DAIRY farmers at Mangatainoka are mystified by the theft of 1000 litres of milk.

Paula Tamainu-De Graaff made an appeal for information on a Wairarapa Facebook page for buying and selling.

Ms Tamainu-De Graaff said the theft occurred on Thursday night or early Friday morning from a vat at the farm where she lives.

Two air compressors were also stolen from sheds nearby and a chainsaw from the garage attached to Ms Tamainu-De Graaff and her partner's house.

The couple were away from home at the time.

Ms Tamainu-De Graaff said a light coloured Toyota Hilux ute had been seen on the farm's tanker track, with "two blue barrels on the back" -- which might be connected to the theft.

"It would have had to be at night, to get that much out," she said.

"We haven't heard of anyone round here getting all their milk stolen. To take the milk is a bit weird."

Ms Tamainu-De Graaff said there was no sign that anyone had tried to break into their house and a quad bike with the key in it was not removed.

"It's a weird theft.

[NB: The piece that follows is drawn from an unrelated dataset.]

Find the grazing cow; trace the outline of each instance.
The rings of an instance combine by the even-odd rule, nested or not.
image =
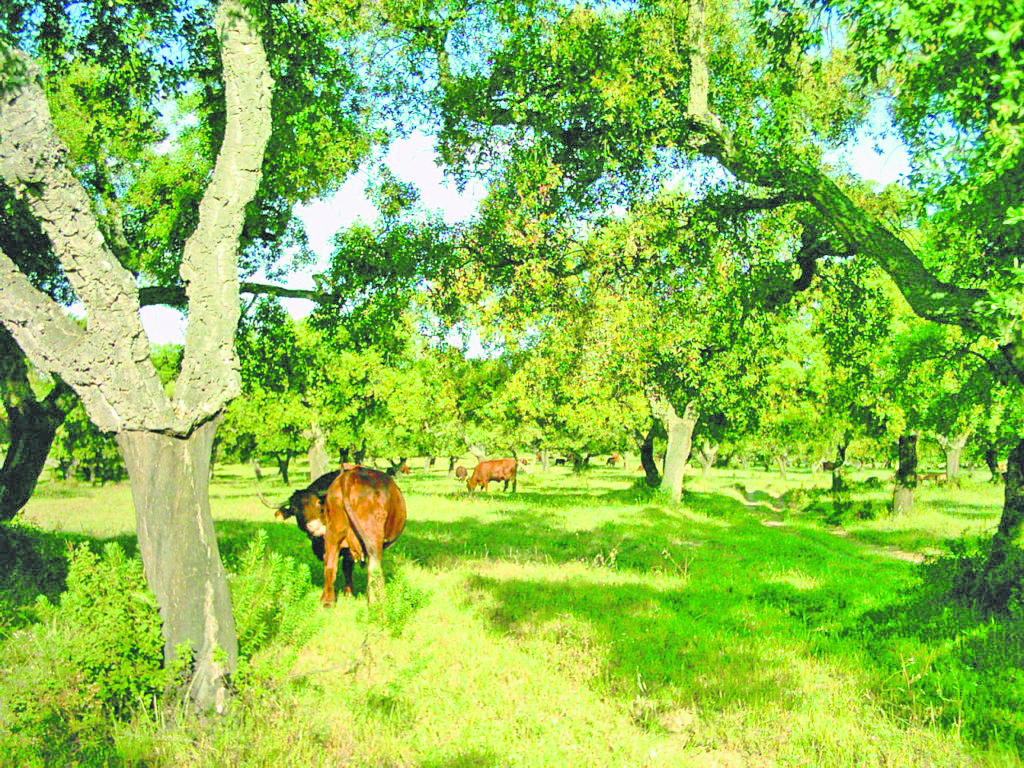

I find it strange that they didn't take anything else," she added.

The burglars "made a real mess at the shed" and in the drug room which contained penicillin and antibiotics among other items.

She is uncertain whether any of these supplies had been taken.

One possible use of the high amount of milk would be "someone who rears pigs", Ms De Graaff said.

Wairarapa Federated Farmers Dairy section chairman Chris Engel said he had never heard of milk being stolen from a dairy farm.

"I thought we couldn't give it away.

"Calves are all weaned, the only thing I can think of is pigs ... I find it very strange.

"You can start to think of malicious things ... but that's another ballgame."

Mr Engel said a thief would have "to be organised" to be able to remove that amount of milk from a farm.

He calculated it might be worth $400 to a dairy farmer -- relatively low "for all the risks involved".